Walton Hall estate |
In an attempt to ‘navigate the atmosphere’
(i.e. fly), he jumped from the roof of an outhouse, only to hit the ground with
a ‘foul shak.’ He was a skilled taxidermist (the final chapter of his Wanderings
is as good an introduction to the art as you are ever likely to find), and he
prepared the skin of a red howler monkey, which he called the ‘Nondescript’,
said by some to be a caricature of an enemy, Treasury Secretary J R Lushington.
The Nondescript |
But it was not all madness. When in Guiana, he taught taxidermy to a black
slave, John Edmonstone, who moved first to Glasgow and then Edinburgh when he
gained his freedom, and where he in turn taught taxidermy to the University
students, including one Charles Darwin. Both Darwin and Alfred Russel Wallace
acknowledged that, as boys, they were inspired to study natural history after
reading Waterton’s Wanderings.
Blowpipe |
He introduced the valuable medicine
curare into England, which he had seen the peoples of South America using in
their blowpipes, and also introduced the Little Owl into this country.

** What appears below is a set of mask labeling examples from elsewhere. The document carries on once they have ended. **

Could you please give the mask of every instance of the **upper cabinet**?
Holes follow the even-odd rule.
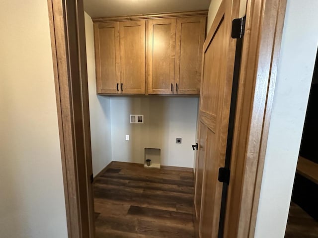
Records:
[[[119,22],[119,48],[121,93],[144,94],[144,20]]]
[[[200,94],[206,19],[202,16],[182,17],[176,21],[175,92]]]
[[[97,93],[200,94],[207,15],[93,19]]]
[[[120,92],[119,24],[95,24],[95,57],[98,94]]]
[[[175,18],[148,22],[148,94],[172,94],[174,85]]]

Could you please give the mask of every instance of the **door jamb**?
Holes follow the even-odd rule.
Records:
[[[47,0],[68,234],[93,238],[94,208],[82,0]]]
[[[247,0],[224,237],[254,237],[286,1]]]
[[[93,238],[82,0],[47,0],[68,236]],[[286,4],[247,2],[225,237],[254,236]]]

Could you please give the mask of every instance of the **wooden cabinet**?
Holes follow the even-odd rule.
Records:
[[[177,19],[174,82],[178,94],[200,94],[205,28],[205,17]]]
[[[148,23],[148,93],[199,94],[205,16]]]
[[[145,21],[119,22],[119,36],[121,93],[144,94]]]
[[[207,11],[185,14],[94,21],[97,93],[199,95]]]
[[[98,94],[145,93],[145,21],[95,24]]]
[[[118,22],[95,24],[95,57],[98,94],[120,93],[119,24]]]
[[[149,94],[173,93],[175,23],[173,18],[148,21]]]

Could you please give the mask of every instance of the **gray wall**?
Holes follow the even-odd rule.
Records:
[[[0,4],[0,237],[66,238],[47,2]]]
[[[161,165],[193,168],[198,104],[194,97],[111,97],[113,160],[143,163],[145,148],[155,148],[161,149]],[[144,115],[144,124],[130,124],[130,114]]]
[[[109,98],[96,94],[93,27],[91,18],[85,12],[91,154],[95,176],[111,161],[111,137]]]

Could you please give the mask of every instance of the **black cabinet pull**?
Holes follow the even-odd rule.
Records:
[[[194,150],[194,148],[196,148],[198,150],[198,143],[196,143],[195,145],[192,145],[192,150]]]

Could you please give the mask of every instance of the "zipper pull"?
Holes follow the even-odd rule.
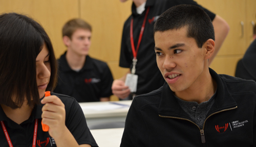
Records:
[[[202,140],[202,143],[205,143],[205,137],[204,136],[204,130],[200,130],[201,133],[201,139]]]

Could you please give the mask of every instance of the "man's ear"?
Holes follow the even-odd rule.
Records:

In 1829,
at the age of 47, he married Anne Edmondstone, who was 17 at the time. She died
in childbirth a year later, Waterton blamed himself and, as penance, thereafter
slept on the bare floor with an oak block as a pillow. He can also lay claim to
be one of the first environmentalists, as he fought and won a legal battle
against a soap manufacturer whose factory was polluting the waters surrounding
Walton Hall.
Waterton's Grave |
In spite of his wrestling caymen, punching boas, surviving
earthquakes and plagues, he died at 83, when he tripped over a briar root,
broke his ribs and injured his liver. He was buried between two oak trees on
his Walton estate.
Walton Hall |
Waterton’s only son, Edmund, failed to keep up his father’s
works. He opened up Walton to shooting parties, in an attempt to clear his debts,
and eventually sold the estate to Edward ‘Soapy’ Simpson, the same polluting
manufacturer that his father had defeated in the legal case.